KOL (Karang Ombak Laut)

Hendrakur
Chapter #11

Bab 11

Dikisahkan kalau Sang Ombak mengundang Sang Karang datang ke pesta perayaan penjualan kidung terbarunya. Penjualan kidung mencapai satu juta kerang. Itulah manusia Indo-Nesia walau sudah bisa dilihat di Jantara tetapi mereka tetap membeli kerang-kerang perekam Kidung, mereka tetap memilih mengikuti gaya nenek moyang mereka dulu.

Pesta itu dijalankan di balairung Bima Sakti, balairung paling top di Jayakarta. Padhes sampai tempat itu saat acara sudah berlangsung 1 jam. Sebenarnya dia sudah sampai dari tadi cuma Padhes menunggu tempat ini ramai. Selama menunggu dia melihat bentuk aneh dari balairung ini. Balairung aneh ini berbeda dengan lima balairung Pandawa yang lain karena Bima Sakti melayang, benar-benar melayang 3 meter dari tanah. Pembangunan dari Balairung ini menggunakan Batu Angkasa yang memang tidak terpengaruh grafitasi. Setidaknya pembuatnya jadi berhemat dengan tidak menggunakan batu pasak.

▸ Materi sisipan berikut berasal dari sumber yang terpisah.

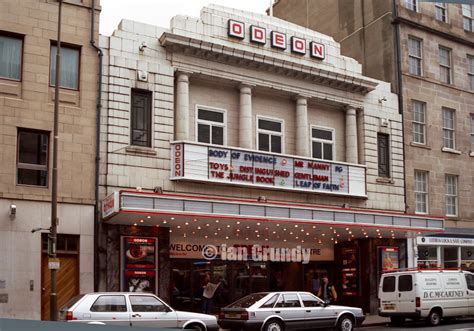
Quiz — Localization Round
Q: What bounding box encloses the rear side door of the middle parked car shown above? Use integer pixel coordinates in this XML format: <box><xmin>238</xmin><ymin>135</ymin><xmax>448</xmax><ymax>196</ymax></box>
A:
<box><xmin>274</xmin><ymin>293</ymin><xmax>305</xmax><ymax>330</ymax></box>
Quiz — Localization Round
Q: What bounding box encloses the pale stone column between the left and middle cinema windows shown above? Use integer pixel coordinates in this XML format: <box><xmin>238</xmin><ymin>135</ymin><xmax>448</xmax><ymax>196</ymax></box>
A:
<box><xmin>239</xmin><ymin>84</ymin><xmax>254</xmax><ymax>149</ymax></box>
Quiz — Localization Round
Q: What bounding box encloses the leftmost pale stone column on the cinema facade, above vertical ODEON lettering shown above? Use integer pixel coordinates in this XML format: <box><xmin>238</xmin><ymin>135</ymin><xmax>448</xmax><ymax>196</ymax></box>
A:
<box><xmin>175</xmin><ymin>71</ymin><xmax>189</xmax><ymax>140</ymax></box>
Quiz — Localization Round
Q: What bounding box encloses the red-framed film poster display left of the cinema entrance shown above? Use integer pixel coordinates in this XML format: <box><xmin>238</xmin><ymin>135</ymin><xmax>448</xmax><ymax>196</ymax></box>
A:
<box><xmin>121</xmin><ymin>237</ymin><xmax>158</xmax><ymax>293</ymax></box>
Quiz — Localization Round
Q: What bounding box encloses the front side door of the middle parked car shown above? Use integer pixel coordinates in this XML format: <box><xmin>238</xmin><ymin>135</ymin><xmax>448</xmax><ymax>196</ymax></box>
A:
<box><xmin>299</xmin><ymin>293</ymin><xmax>337</xmax><ymax>330</ymax></box>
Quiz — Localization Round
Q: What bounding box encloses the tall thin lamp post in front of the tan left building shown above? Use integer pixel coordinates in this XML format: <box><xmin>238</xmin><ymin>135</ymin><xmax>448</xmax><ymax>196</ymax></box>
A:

Akhirnya Padhes masuk ke dalam balairung. Dan dalamnya lebih aneh lagi daripada luarnya, karena Bima Sakti merupakan balairung terbesar yang pernah Padhes masuki. Dengan luasnya yang bisa menampung 20 ribu orang dan dindingnya yang berbentuk limbo tanpa ada sudut di semua sisi menyebabkan semua suara memantul sempurna. Di tengah ruangan ada ruangan kaca kecil yang didalamnya ada satu batu angkasa. Mungkin sisa dari pembangunan dan sebagai pengingat kalau kita berada 3 meter dari tanah. Dan di dindingnya bukan lukisan atau gambar-gambar ke kinian tetapi lebih ke stupa-stupa atau relief penciptaan dunia ini. Padhes tidak tahu mereka mengambil relief ini dari mana cuma relief ini meniru stupa-stupa dari Borobudur dan Alengka.

Lalu Padhes melihat Brinta. Dia memakai gaun emas panjang(dengan tudungnya tentu saja). Rambutnya yang sebahu bergelombang dia biarkan tergerai seperti yang Padhes suka. Dengan make up sederhana sehingga masih memperlihatkan bintik-bintik di wajahnya. Dia melihat Padhes tetapi tidak menyapa. Mungkin dia mau mengomentari baju yang Padhes pakai, kemeja lengan pendek bercorak batik dan di lengannya terdapat kain merah peninggalan orang tuanya yang selalu dia lilitkan di lengan kirinya. Celana semata kaki dan juga sepatu sendal kerajaan yang nampaknya alasnya sudah mulai lepas. Sementara rambutnya masih sama dia potong pendek. Mungkin pikir Padhes seharusnya aku memakai baju yang lebih bagus karena semua tamu dari Brinta memakai baju kekinian. Dan juga dia melihat sekelilingnya yang berpakaian modern dan kekinian. Pada detik itu Padhes berpikir ini sama sekali bukan dunianya.

Sang Ombak kemudian menghampiri Sang Karang dan menyapanya.

"Hai Mas, terima kasih yah sudah datang. Kamu terlihat kamu. haha."

"Maksudnya? ketahuilah dandananku memang seperti ini." tanya Padhes yang mungkin agak tersinggung. Padhes berpikir sebaiknya aku tidak terlalu gampang tersinggung.

"Bercanda Mas, jangan terlalu serius. Kamu pakai yang membuat kamu nyaman. Lagipula kamu pikir dandanan manusia disini nyaman semua. Pakaian jaman sekarang banyak yang tidak nyaman tetapi karena sedang mode di Jantara jadi mereka pakai padahal belum tentu nyaman dan cocok untuk mereka. Sedangkan aku dari dulu memakai gaya seperti ini tidak perlu mode lagi apa, selalu nyaman dan pas buat aku, benar kan?"